In einer kleinen Wohnung in Amman, der pulsierenden Hauptstadt Jordaniens, sitzt Yusuf auf einer Matratze und schnauft. Der 15-Jährige ist soeben heimgelaufen. Von der Arbeit. Eine Schule hat Yusuf seit Jahren nicht mehr von innen gesehen, genauso wenig wie seine drei Brüder, die neben ihm tuscheln. Und zwei Schwestern sind längst in Europa. Die Chancen nun, dass Yusuf jemals wieder in einem Klassenzimmer sitzt, tendieren gegen null. Warum er nicht zur Schule geht? Der pausbäckige Jugendliche bringt noch ein „Ich weiß es nicht“ heraus. Dann wandert der Blick auf den Boden und er zupft schweigend an dem Trainingsanzug herum, den er wohl in dem nahen Textilladen zum Mitarbeiterpreis erstanden hat, in dem er nun die Kleider sortiert.

Hinter den Wänden der sandfarbenen Kalksteinbauten, die sich auf die Hügel Ammans betten und das Stadtbild prägen, wächst eine verlorene Generation heran.
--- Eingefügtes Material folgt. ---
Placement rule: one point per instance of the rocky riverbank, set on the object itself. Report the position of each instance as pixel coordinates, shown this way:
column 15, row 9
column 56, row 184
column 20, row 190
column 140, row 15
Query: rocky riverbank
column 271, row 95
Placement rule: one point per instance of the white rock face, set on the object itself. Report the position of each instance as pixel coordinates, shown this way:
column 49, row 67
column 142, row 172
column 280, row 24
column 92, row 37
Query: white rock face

Die syrischen Kinder verkaufen in Amman Ramsch, lackieren Autos, waschen Teller ab, sortieren Kleider. Der Krieg, der rund 70 Kilometer weiter nördlich, hinter der jordanischen Steinwüste, wütet, hat ihnen die Kindheit, die Unbekümmertheit gestohlen, und nun ist er dabei, ihnen auch noch die Zukunft zu rauben. 75.000 syrische Kinder in Jordanien gehen nicht zur Schule. Mindestens.Das schadet den Kindern – aber auch den Jordaniern, die in diesem überfüllten Königreich immer lauter darüber murren, dass ihnen die kleinen und großen Syrer die Jobs stehlen oder zumindest die Löhne drücken.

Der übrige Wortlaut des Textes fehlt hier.